Für Kinder aus marginalisierten Gruppen der Bevölkerung – wie Waisen, Kinder mit Beeinträchtigungen und Kinder aus Familien mit niedrigem Einkommen – ist der Besuch der Camps kostenfrei. Das werde getan, da diese Kinder «keine angemessene Betreuung durch ihre Familien» haben: «Ihr Einsatz bei militärischen Aktionen wird keinen Widerstand bei ihren Angehörigen hervorrufen.»
Immer mehr Patriotenclubs
In einem aktuellen Bericht von Mitte September schreibt «Our House», dass die Anzahl der «militärischen Patriotenclubs», in denen die Lager abgehalten werden, zunehmen. «Von Jahr zu Jahr erhöhen die belarussischen Sicherheitskräfte die Zahl der Jugendlichen, die in solchen Clubs rekrutiert werden», so «Our House».
Die Behörden bekunden «offen ihre Absicht, dass ausnahmslos alle belarussischen Teenager eine ‹militärisch-patriotische Erziehung› erhalten». Dies komme in Wirklichkeit «einer Militarisierung» gleich. Die Ausbildung findet laut dem Bericht oft durch belarussische Spezialkräfte und auch Wagner-Soldaten statt, die sich nach der abgebrochenen Meuterei nach Weissrussland abgesetzt haben.
Auch gibt es Berichte von Kindern, die als Teil ihrer obligatorischen Sommerpraktika in ein militärisches Camp geschickt wurden. Die Mutter eines Sohnes wird zitiert, dass sie keine Wahl gehabt hätten: «Die Kinder gingen auf den Schiessstand, wo sie mit Maschinengewehren schossen. Sie mussten auch auf Panzern mitfahren. Mit anderen Worten: Sie haben eine gründliche militärische Ausbildung durchlaufen.» Ihr Sohn sei sichtlich psychisch angeschlagen aus dem Lager zurückgekehrt.
Auch ukrainische Kinder betroffen?
Belarus soll sich auch an der Verschleppung von ukrainischen Kindern aus den besetzten Gebieten beteiligt haben – und dies bereits vor der russischen Invasion im Februar 2022: Rund 40 Kinder sollen im August 2021 laut einer Untersuchung von belarussischen Oppositionellen aus einem Waisenhaus in Donezk nach Weissrussland gebracht worden sein und dort mehrere Wochen lang «der russischen Indoktrinierung» unterzogen worden sein.
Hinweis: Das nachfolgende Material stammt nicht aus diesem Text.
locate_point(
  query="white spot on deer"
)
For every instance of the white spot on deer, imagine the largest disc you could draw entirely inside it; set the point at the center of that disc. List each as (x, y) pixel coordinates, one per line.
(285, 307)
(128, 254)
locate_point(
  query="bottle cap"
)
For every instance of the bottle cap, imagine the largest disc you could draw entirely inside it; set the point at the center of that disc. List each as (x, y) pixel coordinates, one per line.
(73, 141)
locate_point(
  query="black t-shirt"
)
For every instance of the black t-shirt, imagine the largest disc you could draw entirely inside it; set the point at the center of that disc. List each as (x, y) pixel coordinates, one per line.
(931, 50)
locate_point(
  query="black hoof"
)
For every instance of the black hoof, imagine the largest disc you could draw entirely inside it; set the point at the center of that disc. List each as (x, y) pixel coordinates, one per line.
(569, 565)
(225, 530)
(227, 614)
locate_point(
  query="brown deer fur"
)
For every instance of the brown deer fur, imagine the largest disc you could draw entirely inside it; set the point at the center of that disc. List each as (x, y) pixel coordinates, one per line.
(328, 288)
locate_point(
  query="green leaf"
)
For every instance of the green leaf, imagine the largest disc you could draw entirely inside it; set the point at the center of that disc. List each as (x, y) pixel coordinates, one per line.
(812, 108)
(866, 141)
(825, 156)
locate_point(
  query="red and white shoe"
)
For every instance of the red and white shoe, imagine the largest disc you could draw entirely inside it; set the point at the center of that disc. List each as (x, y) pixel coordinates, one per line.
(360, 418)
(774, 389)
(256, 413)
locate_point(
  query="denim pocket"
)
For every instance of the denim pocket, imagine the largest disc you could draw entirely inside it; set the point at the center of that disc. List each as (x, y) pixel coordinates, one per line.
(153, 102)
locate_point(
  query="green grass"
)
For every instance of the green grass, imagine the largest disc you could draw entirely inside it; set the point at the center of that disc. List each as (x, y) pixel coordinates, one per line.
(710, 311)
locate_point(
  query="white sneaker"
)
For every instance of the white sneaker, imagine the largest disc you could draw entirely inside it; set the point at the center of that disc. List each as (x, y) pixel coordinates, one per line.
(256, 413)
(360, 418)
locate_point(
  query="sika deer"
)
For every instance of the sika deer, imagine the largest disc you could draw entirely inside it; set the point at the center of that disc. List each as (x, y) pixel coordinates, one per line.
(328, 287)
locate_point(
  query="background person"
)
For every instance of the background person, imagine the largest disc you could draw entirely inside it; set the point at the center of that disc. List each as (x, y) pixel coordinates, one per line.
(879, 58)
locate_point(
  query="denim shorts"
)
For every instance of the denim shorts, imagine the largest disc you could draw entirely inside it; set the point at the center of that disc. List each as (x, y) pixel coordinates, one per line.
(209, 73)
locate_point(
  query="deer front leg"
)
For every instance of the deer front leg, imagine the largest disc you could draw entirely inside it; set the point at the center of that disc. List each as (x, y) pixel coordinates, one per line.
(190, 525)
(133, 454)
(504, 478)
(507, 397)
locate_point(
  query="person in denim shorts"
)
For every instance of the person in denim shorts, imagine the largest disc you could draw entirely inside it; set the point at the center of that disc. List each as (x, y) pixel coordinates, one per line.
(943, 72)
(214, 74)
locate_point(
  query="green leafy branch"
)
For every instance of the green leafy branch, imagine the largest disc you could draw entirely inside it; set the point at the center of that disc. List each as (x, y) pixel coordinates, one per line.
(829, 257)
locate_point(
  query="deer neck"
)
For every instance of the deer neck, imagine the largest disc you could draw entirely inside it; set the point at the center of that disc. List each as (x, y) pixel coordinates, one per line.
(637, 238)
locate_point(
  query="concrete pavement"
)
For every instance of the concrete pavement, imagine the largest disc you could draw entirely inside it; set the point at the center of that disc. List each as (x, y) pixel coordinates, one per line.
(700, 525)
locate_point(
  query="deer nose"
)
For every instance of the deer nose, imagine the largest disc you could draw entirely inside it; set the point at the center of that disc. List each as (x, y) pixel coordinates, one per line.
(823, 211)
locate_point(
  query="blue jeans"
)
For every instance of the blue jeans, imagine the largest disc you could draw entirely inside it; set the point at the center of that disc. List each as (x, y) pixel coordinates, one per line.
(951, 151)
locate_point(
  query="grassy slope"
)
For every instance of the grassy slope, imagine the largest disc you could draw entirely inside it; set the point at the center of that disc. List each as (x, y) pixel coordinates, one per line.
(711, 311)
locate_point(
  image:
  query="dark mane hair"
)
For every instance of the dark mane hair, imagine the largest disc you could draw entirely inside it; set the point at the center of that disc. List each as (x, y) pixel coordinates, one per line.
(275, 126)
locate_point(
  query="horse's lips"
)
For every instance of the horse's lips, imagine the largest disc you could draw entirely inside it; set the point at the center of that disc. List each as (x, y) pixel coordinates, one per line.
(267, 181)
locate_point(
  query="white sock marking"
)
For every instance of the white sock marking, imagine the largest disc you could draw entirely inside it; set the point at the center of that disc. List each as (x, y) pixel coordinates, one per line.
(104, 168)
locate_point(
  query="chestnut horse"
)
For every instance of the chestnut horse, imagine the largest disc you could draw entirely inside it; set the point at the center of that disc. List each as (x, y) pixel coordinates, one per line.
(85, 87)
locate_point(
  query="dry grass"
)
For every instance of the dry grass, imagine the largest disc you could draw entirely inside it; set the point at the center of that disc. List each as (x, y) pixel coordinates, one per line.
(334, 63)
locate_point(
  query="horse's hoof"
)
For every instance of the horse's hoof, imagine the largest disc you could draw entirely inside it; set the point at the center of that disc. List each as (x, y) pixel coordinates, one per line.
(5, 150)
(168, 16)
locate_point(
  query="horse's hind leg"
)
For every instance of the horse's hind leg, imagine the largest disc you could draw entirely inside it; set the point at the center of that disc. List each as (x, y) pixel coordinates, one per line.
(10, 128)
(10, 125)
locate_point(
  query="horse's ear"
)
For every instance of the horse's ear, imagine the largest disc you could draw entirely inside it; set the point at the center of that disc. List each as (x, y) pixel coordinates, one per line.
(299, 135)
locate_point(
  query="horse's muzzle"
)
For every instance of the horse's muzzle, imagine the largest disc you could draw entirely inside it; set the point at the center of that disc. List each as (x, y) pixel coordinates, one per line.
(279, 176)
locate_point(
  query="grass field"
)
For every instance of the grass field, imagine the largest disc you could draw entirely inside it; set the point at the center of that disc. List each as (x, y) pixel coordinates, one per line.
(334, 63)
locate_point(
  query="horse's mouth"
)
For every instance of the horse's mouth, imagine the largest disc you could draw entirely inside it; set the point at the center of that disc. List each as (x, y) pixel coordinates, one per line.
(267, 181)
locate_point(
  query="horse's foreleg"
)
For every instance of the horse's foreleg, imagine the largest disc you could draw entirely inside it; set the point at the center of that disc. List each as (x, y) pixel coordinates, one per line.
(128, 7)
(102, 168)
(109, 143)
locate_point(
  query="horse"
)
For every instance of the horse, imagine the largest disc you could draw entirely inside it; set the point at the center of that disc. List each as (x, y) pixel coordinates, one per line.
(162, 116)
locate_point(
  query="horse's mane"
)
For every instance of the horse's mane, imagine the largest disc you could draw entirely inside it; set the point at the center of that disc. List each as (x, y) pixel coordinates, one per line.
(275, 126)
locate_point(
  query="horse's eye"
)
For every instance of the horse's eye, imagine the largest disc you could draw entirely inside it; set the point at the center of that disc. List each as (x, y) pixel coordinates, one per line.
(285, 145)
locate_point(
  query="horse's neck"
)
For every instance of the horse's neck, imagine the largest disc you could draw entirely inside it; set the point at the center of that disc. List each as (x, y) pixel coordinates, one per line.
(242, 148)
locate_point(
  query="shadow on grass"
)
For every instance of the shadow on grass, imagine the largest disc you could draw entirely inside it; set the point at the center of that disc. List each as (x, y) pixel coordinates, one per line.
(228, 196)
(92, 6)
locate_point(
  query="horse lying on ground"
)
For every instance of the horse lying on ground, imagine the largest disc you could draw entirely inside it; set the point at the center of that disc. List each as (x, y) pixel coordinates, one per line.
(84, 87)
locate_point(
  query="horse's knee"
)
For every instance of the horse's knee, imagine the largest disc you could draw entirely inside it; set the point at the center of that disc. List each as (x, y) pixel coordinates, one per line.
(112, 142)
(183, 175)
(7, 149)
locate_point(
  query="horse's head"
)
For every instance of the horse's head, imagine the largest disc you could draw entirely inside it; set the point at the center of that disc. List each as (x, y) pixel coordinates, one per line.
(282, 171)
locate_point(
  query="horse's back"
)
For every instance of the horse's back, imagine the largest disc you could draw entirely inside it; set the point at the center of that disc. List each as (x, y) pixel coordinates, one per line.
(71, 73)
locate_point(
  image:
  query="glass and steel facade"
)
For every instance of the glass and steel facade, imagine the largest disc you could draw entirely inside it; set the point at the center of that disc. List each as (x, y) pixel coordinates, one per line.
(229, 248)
Ob diese Kinder ebenfalls in Militärcamps geschickt wurden, ist unklar. Laut dem weissrussischen Oppositionellen Wladzimir Astapenka gebe es Beweise, dass sie «zur Adoption durch russische Eltern» freigegeben wurden.
«Our House» warnt, dass die militärische Ausbildung von Kindern Teil einer «langfristigen Strategie des Kremls» für die «nächste Phase des Kriegs in der Ukraine» sein könnte. «Wenn die Europäische Union nicht eine Reihe entscheidender Schritte unternimmt, wird in Belarus in drei bis fünf Jahren eine Armee professioneller Kämpfer heranwachsen, die weiss, wie man mit Schusswaffen umgeht.» Man müsse nun im Westen sofort handeln und Strategien gegen die Aktivitäten des belarussischen Regimes entwickeln.